Uno dei punti cardine in “Sei donne” è il tema della violenza domestica. Senza spoilerare, tenendo conto di come viene ben sviscerato attraverso il “gioco” sulle verità, è importante come sia stato sviluppato tramite le varie prospettive e storie. Come l’ha vissuta dal punto di vista del lavoro sul personaggio di Michela.

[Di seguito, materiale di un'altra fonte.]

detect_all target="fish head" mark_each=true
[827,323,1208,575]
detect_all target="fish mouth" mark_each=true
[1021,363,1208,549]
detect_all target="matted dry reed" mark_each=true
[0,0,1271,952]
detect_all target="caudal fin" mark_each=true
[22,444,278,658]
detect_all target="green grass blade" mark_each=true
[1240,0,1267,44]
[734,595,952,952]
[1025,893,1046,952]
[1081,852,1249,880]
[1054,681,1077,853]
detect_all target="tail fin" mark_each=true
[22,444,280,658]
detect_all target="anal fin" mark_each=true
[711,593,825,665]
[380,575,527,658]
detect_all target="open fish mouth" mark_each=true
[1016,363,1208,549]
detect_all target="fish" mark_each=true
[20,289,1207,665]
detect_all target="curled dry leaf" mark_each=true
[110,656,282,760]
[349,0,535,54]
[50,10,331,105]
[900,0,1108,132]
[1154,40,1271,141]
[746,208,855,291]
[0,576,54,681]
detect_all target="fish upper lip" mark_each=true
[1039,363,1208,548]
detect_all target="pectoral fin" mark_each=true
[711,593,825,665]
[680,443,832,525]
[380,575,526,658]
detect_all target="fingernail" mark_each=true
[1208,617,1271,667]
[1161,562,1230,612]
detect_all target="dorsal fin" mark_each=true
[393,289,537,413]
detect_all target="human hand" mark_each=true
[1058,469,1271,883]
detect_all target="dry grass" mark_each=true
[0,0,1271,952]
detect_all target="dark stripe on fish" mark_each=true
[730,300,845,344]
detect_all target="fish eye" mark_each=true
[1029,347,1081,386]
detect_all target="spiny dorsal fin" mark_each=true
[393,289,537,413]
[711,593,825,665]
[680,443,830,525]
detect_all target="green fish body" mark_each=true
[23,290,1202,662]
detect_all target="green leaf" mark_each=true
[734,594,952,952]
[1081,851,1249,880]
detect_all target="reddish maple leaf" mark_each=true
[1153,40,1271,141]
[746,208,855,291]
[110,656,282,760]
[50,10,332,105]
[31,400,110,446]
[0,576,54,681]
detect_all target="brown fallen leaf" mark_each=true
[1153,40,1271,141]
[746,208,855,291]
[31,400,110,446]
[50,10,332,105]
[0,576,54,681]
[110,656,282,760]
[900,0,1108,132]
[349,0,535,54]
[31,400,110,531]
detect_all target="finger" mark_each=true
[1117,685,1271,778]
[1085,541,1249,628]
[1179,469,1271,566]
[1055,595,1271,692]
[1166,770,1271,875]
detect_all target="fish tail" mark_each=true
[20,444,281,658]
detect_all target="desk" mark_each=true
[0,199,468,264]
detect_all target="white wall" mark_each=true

Non possiamo addentrarci troppo proprio per non svelare. In generale questo progetto ha la forza di una scrittura sapiente per cui ripercorre delle tematiche anche abbastanza indicibili, molto difficili da esporre proprio perché possono sconfinare, alle volte, in qualcosa di troppo esplicito e anche bidimensionale. In questo caso, invece, tutti i temi sono restituiti in maniera tridimensionale: l’esposizione della tematica forte e grave avviene in maniera talmente sobria e sottile che basta il punto di vista di chi l’ha vissuta per dare profondità e gravità al tema stesso. C’è sia una distanza ma anche la voglia di implicarsi totalmente: la distanza apparente che assumono queste donne, in realtà significa un forte coinvolgimento personale ed è questa la cosa più straordinaria cioè che la realtà non è assolutamente come sembra. Avviene un ribaltamento totale, tanto che quando si arriva a nascondere così tanto di se stessi e degli altri ecco vuol quel dire che c’è un’adesione totale, ma anche un ripudio empatici rispetto a ciò che avviene attorno a noi».

Maya Sansa, che è anche «metà iraniana», ha dichiarato che è molto vicina alla situazione che si sta verificando in questo periodo. Allo stesso tempo richiamava una questione essenziale e cioè che riguardasse tutti noi, come se si prendessero le distanze perché avviene in Iran - e negli ultimi giorni ci sono stati anche gli avvelenamenti delle studentesse. In base alla sua sensibilità e alla responsabilità artistica e umana, cosa pensa che si possa fare dall’Occidente?

Mi pongo continuamente domande davanti a questo orrore. Mi chiedo perché nessuno faccia niente, quindi anche io per prima che mi sento così immobilizzata rispetto all’oscenità di tutto quello a cui assistiamo mi domando come posso intervenire perché delego la responsabilità ad altri che ovviamente potrebbero avere un “potere” più forte del mio. I social possono essere uno strumento per denunciare queste situazioni e mostrare vicinanza; ammetto che ho un po’ di difficoltà perché associo lo strumento social a un fatto di vanità… ci tengo a specificare che questo non vale per tutti, è un mio limite, dovrei imparare a superarlo per usarlo come strumento di comunicazione (lo dice in un’ottica propositiva e costruttiva, ndr). Sicuramente dobbiamo continuare a documentare ciò che accade lì.

Ho letto che in “Briganti” interpreti un personaggio femminile potente…

Non posso dire molto a riguardo. È una serie che uscirà prossimamente su Netflix, racconta il brigantaggio dal punto di vista femminile, infatti protagoniste sono queste tre brigantesse tra cui me. Dotata di grande ferocia e spregiudicatezza.